Saturday, February 13, 2016 at 5:45PM
David Upton in Christophe Honore, Jacques Demy, Louis Garrel, Valentine's
Team Experience are sharing their favourite love scenes for Valentine's. Here's David from THE city of love...
Murtada was first to share a musical movie moment to celebrate Valentine’s, but, as the famous Shakespeare quote goes, “if music be the food of love, play on…”, and so it is that I bring you an actual Love Song - one of the gentle acoustic numbers of Christophe Honoré’s Les chansons d’amour...
The first of Honoré’s experiments with musical narration, Les chansons d’amour uses composer Alex Beaupain’s soft, winsome songs to tell the story of typically French sexual fluidity; Ismaël's (the ever-sexual Louis Garrel) threeway relationship with Ludivine Sagnier and Clotilde Hesme is rocked by a death, and among those he meets in his mourning is the younger Erwann (adorable, tousle-haired Grégoire Leprince-Ringuet), whose keen interest in him starts to draw him out of his depression. What might sound trite on paper is poignantly and sensitively addressed across the film’s narrative, with Beaupain’s lyrics eschewing metaphor for an ordinary directness, vividly recalling the great Jacques Demy and particularly The Umbrellas of Cherbourg in how it uses the music to express an oscillating variety of emotions in the same low-key timbre, consciously avoiding the generic flamboyance of the musical form as Hollywood knows it.

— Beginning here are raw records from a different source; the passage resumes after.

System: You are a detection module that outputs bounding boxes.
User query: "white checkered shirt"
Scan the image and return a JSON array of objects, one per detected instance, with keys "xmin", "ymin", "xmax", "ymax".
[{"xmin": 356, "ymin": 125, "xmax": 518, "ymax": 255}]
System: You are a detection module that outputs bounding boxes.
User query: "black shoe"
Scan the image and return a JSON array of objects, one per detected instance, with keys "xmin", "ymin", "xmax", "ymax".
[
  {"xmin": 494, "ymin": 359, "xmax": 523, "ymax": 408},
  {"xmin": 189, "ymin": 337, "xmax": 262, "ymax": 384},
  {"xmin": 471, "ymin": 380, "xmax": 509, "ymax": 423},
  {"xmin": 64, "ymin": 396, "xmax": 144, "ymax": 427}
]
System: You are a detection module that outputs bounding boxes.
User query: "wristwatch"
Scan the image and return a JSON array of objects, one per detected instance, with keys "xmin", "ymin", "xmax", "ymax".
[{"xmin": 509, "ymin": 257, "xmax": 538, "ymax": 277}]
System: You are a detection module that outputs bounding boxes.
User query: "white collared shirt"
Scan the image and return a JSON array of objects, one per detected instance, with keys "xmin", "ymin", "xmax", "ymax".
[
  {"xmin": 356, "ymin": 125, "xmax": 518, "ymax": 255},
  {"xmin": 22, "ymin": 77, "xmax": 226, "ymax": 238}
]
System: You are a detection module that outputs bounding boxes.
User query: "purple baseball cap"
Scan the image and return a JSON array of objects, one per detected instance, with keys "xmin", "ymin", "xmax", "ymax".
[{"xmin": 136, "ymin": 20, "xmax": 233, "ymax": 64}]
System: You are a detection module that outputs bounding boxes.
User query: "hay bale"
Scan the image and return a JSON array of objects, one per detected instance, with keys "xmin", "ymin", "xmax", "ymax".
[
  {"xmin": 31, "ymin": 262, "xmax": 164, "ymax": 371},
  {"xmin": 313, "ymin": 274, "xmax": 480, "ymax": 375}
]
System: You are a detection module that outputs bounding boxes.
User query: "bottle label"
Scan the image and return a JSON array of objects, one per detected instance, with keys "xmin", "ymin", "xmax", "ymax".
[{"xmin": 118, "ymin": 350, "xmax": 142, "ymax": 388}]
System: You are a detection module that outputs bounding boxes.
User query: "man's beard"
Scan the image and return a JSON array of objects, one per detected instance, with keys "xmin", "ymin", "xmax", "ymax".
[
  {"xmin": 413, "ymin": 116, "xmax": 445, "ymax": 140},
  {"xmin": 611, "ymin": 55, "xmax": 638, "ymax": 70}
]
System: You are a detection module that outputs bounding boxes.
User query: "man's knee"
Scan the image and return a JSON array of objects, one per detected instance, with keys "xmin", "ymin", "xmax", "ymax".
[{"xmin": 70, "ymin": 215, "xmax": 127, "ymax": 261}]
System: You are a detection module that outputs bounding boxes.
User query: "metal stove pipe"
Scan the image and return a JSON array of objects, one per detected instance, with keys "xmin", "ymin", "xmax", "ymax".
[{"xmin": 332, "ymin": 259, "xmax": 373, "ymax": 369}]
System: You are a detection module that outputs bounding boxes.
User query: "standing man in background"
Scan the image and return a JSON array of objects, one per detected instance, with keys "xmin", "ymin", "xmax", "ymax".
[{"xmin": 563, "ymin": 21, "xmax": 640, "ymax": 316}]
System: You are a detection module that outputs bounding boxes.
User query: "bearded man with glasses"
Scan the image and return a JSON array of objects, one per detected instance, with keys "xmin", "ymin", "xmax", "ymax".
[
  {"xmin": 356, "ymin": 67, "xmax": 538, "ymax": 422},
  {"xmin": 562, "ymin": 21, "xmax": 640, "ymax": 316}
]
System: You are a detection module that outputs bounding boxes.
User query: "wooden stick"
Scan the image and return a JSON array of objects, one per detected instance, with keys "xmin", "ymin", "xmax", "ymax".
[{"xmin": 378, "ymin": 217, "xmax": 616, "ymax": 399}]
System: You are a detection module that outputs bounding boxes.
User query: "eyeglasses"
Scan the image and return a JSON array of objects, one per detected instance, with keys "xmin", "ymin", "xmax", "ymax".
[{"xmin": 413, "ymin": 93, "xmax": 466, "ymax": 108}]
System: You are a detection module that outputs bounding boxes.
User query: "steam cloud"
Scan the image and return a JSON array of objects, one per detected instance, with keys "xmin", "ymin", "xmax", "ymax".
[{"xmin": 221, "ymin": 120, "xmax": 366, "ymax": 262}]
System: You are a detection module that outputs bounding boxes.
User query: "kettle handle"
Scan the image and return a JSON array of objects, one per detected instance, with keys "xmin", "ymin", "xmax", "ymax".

My favourite number in the film is the tender, erotic but melancholy Ma mémoire sale, in which Ismaël implores Erwann to wash his “dirty memory” clean of the pain of grief. It hardly sounds like a turn-on, sure, but what I continue to treasure about Honoré’s film is its confrontation of how carnality and sadness aren’t mutually exclusive, and how a man’s grief doesn’t need to be buried in order for him to move on. In this exquisite scene, Ismaël is again in sexual longing for two people at once. In this instance, only one is there, and yet Erwann's innocent, earnest difference from Ismaël's previous relationship provides a perfect remedy.